Declaración
(Australia/AFP/NA) Monte Carlo/MP
Las leyes contra los homosexuales, que en siete países incluyen la pena de muerte, potencian la propagación del VIH, según los participantes reunidos en la Conferencia Internacional sobre el Sida en Melbourne.
En base a la experiencia de la lucha contra el sida, síndrome que ha dejado 39 millones de muertos en 33 años, los expertos consideran que el Virus de la Inmunodeficiencia Humana (VIH) se propaga silenciosamente entre las minorías estigmatizadas y hacia la población en general.
Si las personas homosexuales o bisexuales son encarceladas o perseguidas, evitarán someterse a la prueba del VIH o buscar tratamiento si están infectadas, lo que crea un escenario propicio para la propagación del virus.
La premio Nobel de Medicina, la francesa Françoise Barré-Sinoussi, quien participó en el descubrimiento del VIH, alertó el domingo durante la ceremonia inaugural de que en "todas las regiones del mundo el estigma y la discriminación siguen siendo los principales obstáculos para el acceso efectivo a la salud".
"No nos quedaremos de brazos cruzados cuando los gobiernos, en violación de todos los principios de los derechos humanos, aplican leyes monstruosas que sólo marginan a las personas que ya son las más vulnerables de la sociedad", añadió.
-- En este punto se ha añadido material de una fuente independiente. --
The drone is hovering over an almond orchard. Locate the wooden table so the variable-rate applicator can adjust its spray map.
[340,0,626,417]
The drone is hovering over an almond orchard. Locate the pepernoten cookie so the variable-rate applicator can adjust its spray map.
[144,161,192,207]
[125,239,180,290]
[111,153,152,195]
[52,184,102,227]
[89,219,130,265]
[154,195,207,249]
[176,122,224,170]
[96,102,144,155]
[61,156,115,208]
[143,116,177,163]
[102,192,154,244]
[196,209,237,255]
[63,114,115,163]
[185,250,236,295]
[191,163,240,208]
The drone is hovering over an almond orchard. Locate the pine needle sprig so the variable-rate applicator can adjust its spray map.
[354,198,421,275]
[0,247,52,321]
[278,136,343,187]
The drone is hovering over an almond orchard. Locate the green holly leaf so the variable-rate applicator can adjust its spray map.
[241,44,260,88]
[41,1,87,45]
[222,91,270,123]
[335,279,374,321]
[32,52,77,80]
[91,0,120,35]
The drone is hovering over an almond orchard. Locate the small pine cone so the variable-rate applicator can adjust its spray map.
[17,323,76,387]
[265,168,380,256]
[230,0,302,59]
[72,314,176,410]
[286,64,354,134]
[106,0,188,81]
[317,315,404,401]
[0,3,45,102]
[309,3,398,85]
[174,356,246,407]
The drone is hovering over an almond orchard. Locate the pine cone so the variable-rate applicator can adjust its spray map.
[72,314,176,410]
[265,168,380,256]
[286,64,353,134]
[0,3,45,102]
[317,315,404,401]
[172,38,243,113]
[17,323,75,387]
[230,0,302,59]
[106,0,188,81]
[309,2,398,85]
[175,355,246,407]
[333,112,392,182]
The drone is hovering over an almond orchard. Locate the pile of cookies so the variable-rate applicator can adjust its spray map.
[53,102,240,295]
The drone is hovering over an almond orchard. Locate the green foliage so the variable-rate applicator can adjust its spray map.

Durante la Conferencia Internacional sobre el Sida está previsto que los 12.000 delegados firmen la "Declaración de Melbourne", que insiste en que todos los gays, lesbianas y transexuales "tienen derecho a la igualdad de derechos y a la igualdad de acceso a la prevención, a la atención, a la información y al tratamiento".
Mientras que cada vez más países occidentales aprueban leyes sobre la igualdad de derechos en el matrimonio, la salud y las pensiones de los homosexuales, otros países endurecieron sus legislaciones contra el colectivo LGTB.
Según un informe publicado la semana pasada por el Programa Conjunto de Naciones Unidas sobre el VIH/Sida, ONUSIDA, 79 países cuentan con leyes que penalizan las prácticas sexuales entre personas del mismo sexo. Siete países contemplan incluso la pena de muerte para estas personas.